New Relic: Homepage performance

By: Tom


  • newrelic
  • performance
  • homepage
  • memcached

Earlier this month, Keith posted about our drive to improve performance on the desktop platform with regards to JavaScript bottlenecks, so I thought I’d mention one of the many ways we have been looking at optimising the ColdFusion side of the platform.

Our member homepage has undergone a fair number of changes recently, cramming lots of relevant content into the first page a member sees on logging in. While this has been brilliant for our members, it became apparent that the volume of content being loaded into the homepage was starting to take its toll on the load time of the page. So, with that in mind, we went on a performance mission to see what we could do to improve this.

First of all, we needed to generate some metrics to see how quickly these areas were actually running. To achieve this we made use of New Relic custom dashboards, and custom metrics. Once we had gone through and surrounded various blocks of code using a ColdFusion custom tag, we ended up with a lot of fancy load time stats and graphs like this one showing load times for each chunk of content:

One of our pretty graphs

From this, we started looking at problematic areas, and the strategies we could use to improve performance, as indicated by the large blocks in the graph. One such area was our latest member feed (shown in purple above).
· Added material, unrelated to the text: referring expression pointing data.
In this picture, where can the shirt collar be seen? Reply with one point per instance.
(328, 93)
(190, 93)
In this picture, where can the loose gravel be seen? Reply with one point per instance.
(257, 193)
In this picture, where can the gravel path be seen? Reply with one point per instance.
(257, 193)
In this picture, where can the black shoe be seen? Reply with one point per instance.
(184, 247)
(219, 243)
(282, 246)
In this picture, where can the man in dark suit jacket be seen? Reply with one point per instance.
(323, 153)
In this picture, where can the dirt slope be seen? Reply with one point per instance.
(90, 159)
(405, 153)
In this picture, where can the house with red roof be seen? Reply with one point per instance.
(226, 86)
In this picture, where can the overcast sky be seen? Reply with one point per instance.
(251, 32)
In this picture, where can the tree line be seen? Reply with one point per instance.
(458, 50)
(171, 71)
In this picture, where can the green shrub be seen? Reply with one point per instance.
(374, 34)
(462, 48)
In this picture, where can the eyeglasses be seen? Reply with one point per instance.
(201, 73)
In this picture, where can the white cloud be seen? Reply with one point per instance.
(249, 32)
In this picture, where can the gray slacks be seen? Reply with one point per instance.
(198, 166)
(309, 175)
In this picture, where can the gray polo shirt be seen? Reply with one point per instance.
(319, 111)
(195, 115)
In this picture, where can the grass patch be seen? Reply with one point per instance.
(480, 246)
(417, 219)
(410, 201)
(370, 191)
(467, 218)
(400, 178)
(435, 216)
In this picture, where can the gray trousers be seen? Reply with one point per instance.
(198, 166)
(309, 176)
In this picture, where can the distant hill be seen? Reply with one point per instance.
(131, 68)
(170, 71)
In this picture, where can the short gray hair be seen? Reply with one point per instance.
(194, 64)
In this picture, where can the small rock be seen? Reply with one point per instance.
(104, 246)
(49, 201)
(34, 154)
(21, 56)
We decided with the nature of this particular content, that caching would be a good way to proceed, so we implemented server-side content caching using memcached for this feed; loading content from the much quicker cache to avoid database queries as much as reasonably possible (settling on a cache time of a few minutes). This resulted in some pretty noticeable differences:

  • In the space of 24 hours, we carry out around 61,000 less database queries on the homepage.
  • Our load time for this particular section fell by a respectable 82%.
  • The average response time for the homepage fell by around 30% (the graph above shows average response time in seconds).

Of course, this was just a small part of our recent performance drive, and not everything can realistically be cached in this way, but it showed the benefits of keeping detailed metrics on our code beyond the overall page view.